Advertisement

Constitution is entering its second year; brace yourself

Saturday August 20 2011

This coming Saturday, our Constitution turns one!

Its first year has been nothing if not fitful. Citizens’ expectations of it have remained high, with its promise of freedom being tested on an almost weekly basis. Everyone has suddenly learnt to demonstrate — and to challenge the still-too-common consequences of doing so — being arrested by the police. Apart from taking to the streets with unprecedented frequency, Kenyans have also learnt to go to court over matters both big and small.

Like all newborns, our Constitution has also had teething problems. They seem, in retrospect, to centre on two of Kenya’s most pernicious problems — the desire to evade accountability and the desire to retain and exercise power as power has always been known. In retrospect too, this should not have been unexpected.

Thus, the state’s multitude of both bureaucratic and political functionaries seem not to have grasped that the new Constitution — deliberately, albeit inefficiently — has dramatically, vastly expanded the little state fiefdoms available. There are so many more ways to sit in public office — elected or appointed. And the already vast state machinery required to support those public offices has also, necessarily, expanded.

The thinking was that this would lessen the viciousness of the scramble for office. But maybe that thinking, going by the never-ending stream of drama since last August, was wrong? Or maybe that thinking has just not yet trickled down into everybody’s consciousness?

Think here about the circus of blame that we have all been subjected to, with ever more shrillness as the first anniversary approaches. The Constitutional Implementation Commission, the various line ministries, the Attorney General’s Office, the Constitutional Implementation Oversight Committee of parliament and parliament itself. It’s a mess — nobody’s clear who’s meant to be generating the Bills required in the first instance. Everyone wants a piece of the action.

Advertisement

And everyone wants a piece of the action when it comes to approving the draft legislation as well. Seriously, it’s no wonder that deadlines are looming large and various Bills are still floating around somewhere in that cesspool of interested parties.
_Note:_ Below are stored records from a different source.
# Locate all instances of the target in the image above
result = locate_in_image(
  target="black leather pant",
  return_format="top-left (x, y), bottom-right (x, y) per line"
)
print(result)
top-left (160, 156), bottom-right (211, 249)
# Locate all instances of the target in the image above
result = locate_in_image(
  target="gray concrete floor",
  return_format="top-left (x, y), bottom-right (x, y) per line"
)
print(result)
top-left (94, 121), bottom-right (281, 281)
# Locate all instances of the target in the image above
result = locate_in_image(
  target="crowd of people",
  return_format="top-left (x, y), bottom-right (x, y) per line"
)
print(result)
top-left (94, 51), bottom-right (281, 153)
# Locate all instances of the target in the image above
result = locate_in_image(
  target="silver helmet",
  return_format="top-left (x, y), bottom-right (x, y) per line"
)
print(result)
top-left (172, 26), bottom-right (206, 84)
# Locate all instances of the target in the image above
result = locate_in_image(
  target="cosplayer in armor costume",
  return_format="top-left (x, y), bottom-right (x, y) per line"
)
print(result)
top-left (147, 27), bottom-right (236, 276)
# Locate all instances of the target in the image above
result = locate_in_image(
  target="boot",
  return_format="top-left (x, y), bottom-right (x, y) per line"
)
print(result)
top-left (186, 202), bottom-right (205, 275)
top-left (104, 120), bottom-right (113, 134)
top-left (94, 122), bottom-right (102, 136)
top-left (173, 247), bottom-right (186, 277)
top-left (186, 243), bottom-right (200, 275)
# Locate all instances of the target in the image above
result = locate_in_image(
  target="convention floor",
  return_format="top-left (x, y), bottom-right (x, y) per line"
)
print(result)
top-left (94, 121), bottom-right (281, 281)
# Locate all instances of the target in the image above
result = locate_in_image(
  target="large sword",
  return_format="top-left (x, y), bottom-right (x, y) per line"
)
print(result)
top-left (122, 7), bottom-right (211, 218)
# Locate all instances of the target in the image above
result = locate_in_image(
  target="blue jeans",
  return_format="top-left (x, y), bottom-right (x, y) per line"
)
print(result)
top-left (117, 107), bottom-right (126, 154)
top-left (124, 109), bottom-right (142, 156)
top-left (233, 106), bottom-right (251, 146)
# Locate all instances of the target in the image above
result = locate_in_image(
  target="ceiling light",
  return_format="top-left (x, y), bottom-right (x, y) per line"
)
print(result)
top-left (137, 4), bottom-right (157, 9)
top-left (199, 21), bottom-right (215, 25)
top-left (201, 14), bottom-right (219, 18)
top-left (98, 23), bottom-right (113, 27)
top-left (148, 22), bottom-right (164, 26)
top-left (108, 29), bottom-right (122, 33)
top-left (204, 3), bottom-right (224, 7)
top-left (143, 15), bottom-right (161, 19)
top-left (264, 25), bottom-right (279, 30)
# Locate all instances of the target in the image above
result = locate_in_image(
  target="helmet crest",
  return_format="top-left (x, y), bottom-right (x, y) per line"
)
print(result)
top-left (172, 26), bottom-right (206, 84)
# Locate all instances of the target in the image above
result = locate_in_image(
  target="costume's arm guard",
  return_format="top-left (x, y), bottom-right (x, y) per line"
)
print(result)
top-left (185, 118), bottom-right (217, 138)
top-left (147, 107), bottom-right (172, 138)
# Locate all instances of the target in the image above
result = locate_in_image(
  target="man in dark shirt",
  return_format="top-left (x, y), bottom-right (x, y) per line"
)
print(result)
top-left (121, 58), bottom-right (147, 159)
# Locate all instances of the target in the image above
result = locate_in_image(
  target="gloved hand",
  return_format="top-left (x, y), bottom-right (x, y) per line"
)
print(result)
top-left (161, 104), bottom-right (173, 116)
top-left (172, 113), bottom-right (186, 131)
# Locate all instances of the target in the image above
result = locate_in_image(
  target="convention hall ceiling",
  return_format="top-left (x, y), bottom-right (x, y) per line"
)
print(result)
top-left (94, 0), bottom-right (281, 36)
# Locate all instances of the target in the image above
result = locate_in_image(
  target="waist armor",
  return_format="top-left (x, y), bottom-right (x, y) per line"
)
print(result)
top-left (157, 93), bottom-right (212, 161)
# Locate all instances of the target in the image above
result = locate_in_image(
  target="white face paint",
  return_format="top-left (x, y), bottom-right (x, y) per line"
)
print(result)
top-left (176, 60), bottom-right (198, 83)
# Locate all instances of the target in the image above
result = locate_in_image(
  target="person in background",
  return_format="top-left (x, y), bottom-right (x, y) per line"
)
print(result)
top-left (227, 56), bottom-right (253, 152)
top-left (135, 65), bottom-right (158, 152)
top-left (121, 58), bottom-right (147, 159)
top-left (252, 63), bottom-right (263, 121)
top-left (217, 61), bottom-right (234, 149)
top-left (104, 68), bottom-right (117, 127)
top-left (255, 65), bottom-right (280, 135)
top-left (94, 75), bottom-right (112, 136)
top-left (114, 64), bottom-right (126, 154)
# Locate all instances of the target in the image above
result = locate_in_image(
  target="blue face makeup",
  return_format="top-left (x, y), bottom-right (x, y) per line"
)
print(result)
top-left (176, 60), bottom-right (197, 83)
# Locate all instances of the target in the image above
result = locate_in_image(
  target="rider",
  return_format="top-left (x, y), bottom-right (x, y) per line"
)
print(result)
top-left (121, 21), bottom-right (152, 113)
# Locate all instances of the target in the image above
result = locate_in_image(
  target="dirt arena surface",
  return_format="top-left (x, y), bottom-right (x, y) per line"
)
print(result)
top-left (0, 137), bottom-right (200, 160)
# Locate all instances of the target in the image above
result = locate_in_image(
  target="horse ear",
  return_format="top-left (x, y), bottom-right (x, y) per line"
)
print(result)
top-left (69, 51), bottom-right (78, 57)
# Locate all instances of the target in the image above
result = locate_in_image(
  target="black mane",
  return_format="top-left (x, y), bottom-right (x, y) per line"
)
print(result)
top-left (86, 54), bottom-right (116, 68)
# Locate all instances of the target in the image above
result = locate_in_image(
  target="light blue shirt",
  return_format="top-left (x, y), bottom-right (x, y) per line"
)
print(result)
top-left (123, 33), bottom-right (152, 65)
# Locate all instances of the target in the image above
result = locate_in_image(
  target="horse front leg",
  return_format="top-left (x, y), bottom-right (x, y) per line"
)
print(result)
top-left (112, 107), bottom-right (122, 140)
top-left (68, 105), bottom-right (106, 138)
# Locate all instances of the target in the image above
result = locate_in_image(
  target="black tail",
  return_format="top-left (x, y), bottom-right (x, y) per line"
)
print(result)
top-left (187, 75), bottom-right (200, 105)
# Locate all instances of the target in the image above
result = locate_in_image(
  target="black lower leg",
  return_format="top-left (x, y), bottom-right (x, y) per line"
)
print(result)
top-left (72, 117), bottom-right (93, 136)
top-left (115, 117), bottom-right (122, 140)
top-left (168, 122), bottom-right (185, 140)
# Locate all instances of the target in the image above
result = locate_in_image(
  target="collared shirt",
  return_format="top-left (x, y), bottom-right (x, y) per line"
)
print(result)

A self-interested conservatism and desire to retain control are evident within the Treasury and across all relevant Constitutional Commissions, line ministries, parastatals — and too, within parliament itself. The Gender Commission doesn’t want to merge with the Human Rights Commission. Immigration seems to be having recurring nightmares about anyone of Somali origin, Kenyan or not. Internal security doesn’t want the Provincial Administration to go — even with its latest proof of ineptitude with respect to a task as manifestly simple as distributing relief food. The police want to vet themselves. Parliament doesn’t want to pay tax — and, if it’s forced to, it’ll compensate by raising its overall wage bill.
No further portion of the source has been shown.